Overweight teens have been found to have a higher likelihood of developing colon cancer later in life, particularly when they are living through their middle years. The study found that those who were overweight or obese while they were living through their younger years, like their adolescent years, they were 2.4 times more likely to develop colon cancer when they got older. The study comes as more and more research reveals the real cost of weight that continues to pile on our youth. The study was led by Elizabeth Kantor of the Harvard School of Public Health and was published on Monday in the journal Gut.
This has major implications for the medical community because it gives medical professionals a new avenue to look at in terms of what diseases to screen for later in life. This though, like much of the research being published in recent years points to more proactive documentation of medical history. Observing simple things like this, can reduce the necessity of obscure and expensive medical testing that can get complicated.

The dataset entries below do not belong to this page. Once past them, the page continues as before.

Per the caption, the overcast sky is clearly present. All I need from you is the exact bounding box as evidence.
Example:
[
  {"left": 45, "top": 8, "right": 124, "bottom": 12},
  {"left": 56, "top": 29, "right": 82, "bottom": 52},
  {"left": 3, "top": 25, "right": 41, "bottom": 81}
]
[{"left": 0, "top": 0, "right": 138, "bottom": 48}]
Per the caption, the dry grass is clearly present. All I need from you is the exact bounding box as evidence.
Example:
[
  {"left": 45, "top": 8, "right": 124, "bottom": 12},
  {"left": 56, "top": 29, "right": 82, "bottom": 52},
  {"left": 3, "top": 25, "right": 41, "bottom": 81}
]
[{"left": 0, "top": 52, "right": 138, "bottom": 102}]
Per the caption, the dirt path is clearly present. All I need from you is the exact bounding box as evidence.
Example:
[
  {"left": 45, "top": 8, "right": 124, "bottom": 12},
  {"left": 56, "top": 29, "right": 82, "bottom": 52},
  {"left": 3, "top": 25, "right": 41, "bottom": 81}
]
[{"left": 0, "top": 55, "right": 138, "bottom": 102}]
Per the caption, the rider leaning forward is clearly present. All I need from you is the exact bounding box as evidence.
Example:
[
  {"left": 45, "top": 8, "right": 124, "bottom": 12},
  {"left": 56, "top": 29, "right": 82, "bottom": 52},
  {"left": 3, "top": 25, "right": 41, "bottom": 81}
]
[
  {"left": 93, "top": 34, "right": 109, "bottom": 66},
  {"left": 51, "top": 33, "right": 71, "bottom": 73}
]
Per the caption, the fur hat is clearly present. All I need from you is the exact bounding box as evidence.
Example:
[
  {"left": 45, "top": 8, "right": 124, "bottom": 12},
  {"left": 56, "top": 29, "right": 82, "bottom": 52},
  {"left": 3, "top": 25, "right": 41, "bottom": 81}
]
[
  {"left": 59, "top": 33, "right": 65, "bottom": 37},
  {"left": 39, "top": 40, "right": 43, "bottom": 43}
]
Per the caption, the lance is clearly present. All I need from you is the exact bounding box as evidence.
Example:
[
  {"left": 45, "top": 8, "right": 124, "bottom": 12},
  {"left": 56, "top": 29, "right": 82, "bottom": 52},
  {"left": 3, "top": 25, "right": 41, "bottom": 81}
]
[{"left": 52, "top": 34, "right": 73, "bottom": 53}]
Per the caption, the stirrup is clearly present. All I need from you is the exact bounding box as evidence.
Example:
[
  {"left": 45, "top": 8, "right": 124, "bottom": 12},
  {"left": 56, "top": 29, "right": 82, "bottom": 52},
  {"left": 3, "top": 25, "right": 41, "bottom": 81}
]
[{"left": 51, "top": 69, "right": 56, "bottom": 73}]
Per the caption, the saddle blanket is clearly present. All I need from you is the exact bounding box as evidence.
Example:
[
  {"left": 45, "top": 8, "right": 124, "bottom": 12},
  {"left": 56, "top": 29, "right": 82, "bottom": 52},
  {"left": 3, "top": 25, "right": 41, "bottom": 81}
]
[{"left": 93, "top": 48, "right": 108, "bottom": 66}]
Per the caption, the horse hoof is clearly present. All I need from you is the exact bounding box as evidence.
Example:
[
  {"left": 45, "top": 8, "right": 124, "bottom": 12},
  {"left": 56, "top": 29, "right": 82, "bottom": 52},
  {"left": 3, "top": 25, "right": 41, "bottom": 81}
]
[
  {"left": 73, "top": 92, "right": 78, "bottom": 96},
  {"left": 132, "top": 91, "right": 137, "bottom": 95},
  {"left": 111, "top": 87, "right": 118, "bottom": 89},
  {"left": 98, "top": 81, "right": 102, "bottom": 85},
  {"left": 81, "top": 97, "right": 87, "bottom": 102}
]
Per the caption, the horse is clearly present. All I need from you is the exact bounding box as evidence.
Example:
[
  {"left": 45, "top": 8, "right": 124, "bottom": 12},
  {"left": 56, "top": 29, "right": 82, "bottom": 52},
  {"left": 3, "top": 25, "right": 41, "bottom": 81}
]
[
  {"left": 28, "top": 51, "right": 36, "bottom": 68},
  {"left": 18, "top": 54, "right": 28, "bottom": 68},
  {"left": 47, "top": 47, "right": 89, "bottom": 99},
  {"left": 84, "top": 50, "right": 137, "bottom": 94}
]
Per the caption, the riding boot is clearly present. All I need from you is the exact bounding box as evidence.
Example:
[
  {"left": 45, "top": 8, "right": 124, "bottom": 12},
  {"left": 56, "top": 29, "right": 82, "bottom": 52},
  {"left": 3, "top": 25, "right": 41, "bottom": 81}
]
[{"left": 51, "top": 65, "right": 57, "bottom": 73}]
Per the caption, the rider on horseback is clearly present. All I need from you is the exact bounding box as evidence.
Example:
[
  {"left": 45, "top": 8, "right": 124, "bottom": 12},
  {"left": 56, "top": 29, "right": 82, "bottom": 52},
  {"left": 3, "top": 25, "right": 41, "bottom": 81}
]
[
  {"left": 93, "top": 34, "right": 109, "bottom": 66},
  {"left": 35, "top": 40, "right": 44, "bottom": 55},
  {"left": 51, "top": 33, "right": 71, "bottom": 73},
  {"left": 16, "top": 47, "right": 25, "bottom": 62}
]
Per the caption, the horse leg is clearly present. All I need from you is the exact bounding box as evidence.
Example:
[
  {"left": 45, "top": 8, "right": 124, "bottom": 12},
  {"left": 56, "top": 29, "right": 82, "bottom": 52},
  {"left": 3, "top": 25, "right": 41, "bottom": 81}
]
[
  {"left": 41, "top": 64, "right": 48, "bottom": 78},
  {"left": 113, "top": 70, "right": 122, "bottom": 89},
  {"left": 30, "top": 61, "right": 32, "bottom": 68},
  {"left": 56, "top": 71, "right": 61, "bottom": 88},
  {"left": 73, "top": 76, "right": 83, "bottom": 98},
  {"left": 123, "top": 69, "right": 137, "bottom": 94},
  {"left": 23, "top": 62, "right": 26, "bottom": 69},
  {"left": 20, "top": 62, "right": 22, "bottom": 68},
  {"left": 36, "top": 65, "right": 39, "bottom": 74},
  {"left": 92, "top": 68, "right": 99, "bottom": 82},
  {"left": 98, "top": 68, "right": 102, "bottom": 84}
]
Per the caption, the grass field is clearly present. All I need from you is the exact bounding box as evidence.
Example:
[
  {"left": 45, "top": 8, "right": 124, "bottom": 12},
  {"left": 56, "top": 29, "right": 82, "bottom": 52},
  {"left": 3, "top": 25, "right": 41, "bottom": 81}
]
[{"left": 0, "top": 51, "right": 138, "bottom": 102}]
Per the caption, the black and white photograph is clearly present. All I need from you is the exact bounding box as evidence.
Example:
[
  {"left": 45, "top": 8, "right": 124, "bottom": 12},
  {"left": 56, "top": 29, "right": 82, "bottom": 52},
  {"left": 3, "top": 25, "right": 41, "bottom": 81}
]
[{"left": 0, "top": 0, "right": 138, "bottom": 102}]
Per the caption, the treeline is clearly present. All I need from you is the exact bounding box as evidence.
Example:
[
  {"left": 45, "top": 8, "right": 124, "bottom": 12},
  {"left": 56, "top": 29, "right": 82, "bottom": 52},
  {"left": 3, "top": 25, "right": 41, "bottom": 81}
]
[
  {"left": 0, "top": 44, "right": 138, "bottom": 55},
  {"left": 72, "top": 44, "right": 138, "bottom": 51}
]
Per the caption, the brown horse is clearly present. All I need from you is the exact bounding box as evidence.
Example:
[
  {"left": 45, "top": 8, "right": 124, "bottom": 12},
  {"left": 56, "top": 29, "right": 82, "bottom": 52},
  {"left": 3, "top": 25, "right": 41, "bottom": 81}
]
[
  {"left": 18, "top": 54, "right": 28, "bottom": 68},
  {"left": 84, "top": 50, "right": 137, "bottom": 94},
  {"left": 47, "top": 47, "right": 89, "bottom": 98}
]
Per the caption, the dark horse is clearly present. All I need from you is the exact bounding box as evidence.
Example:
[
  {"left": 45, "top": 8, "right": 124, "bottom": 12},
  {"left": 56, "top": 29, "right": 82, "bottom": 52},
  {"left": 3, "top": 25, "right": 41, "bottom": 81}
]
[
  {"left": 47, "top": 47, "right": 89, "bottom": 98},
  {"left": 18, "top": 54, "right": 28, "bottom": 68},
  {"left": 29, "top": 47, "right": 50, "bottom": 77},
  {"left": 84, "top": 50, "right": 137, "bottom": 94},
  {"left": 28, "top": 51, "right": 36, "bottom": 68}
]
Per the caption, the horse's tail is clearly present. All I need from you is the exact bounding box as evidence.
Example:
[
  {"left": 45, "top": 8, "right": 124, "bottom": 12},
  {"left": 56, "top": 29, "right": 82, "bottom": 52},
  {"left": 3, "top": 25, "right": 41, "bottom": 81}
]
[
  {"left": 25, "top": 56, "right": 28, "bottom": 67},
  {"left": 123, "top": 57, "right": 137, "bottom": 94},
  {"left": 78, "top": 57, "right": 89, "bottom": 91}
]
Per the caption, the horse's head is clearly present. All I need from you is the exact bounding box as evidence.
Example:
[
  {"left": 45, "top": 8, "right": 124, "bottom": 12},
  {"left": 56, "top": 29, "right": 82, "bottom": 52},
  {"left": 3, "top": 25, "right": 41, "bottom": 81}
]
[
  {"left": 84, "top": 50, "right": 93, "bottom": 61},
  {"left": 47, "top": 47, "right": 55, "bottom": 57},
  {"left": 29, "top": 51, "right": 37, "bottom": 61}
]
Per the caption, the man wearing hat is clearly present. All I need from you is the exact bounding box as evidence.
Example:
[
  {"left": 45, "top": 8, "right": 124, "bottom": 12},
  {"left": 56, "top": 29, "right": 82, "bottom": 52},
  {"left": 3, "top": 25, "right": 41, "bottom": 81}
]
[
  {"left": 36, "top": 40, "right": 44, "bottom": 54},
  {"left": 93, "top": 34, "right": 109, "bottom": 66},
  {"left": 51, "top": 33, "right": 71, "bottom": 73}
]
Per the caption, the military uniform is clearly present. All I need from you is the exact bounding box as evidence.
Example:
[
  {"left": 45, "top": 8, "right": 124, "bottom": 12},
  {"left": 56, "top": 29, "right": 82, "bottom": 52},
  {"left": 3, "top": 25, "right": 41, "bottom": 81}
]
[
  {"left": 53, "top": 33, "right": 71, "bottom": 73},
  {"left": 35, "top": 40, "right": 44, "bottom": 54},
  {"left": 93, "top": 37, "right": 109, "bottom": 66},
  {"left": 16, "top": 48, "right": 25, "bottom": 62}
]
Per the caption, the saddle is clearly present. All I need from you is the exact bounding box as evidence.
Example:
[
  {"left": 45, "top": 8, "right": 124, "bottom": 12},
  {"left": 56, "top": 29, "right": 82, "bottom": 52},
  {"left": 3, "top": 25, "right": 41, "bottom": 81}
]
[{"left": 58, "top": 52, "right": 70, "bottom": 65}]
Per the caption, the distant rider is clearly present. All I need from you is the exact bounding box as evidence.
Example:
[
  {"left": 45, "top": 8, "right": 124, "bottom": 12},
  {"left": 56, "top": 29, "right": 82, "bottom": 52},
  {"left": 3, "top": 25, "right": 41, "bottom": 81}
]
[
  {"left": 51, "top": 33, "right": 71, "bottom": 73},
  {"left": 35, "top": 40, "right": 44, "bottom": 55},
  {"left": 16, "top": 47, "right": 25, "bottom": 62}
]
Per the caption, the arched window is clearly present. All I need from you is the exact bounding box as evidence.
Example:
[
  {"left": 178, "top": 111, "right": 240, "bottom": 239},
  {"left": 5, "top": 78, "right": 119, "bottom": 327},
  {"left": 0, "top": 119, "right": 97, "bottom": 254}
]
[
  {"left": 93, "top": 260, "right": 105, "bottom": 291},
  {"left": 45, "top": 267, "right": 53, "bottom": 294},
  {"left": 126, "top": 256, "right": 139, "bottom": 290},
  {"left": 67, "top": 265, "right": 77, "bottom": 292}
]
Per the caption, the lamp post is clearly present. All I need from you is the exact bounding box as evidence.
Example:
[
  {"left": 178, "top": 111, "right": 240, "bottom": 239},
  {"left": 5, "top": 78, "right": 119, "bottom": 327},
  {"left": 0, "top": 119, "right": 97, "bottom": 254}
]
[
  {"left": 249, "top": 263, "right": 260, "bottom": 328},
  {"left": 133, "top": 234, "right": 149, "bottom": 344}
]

The study pointed out that, “Late adolescence marks the transition from childhood to adulthood and is a period of accelerated growth, especially among men, thus this period may represent a critical window. It is important that we understand the role of exposures in childhood and adolescence in the development of colorectal cancer.”
Rachel Thompson, of the World Cancer Research Fund pointed out though that, “This finding is interesting because it gives an indication that bowel cancer risk might be affected by our lifestyle habits throughout the life course.” This is just the latest research to point out the importance of healthy habits throughout the course of a persons youth and into their adult years. She went on to point out that, “In some ways, research into the relationship between factors like obesity and cancer risk is still in its infancy. It will be interesting to see if further research emerges in the future to back up the apparent relationship between body fatness in youth and later-life cancer risk.”
One of the more interesting pieces of information though that came from the study was the connection between body mass index and colon cancer. The study found that there were connections beyond inflammation, which is more than what researchers previously thought. That’s an important note because it points out that there are bigger biological pieces at play than just the ones at the surface, which doctors have known about for some time.
It has been study after study that is continuing to indicate just how important health at a young age is, yet the numbers overwhelmingly suggest that the trend is young people becoming less healthy. That’s a problem because the long-term impacts are clearly substantial.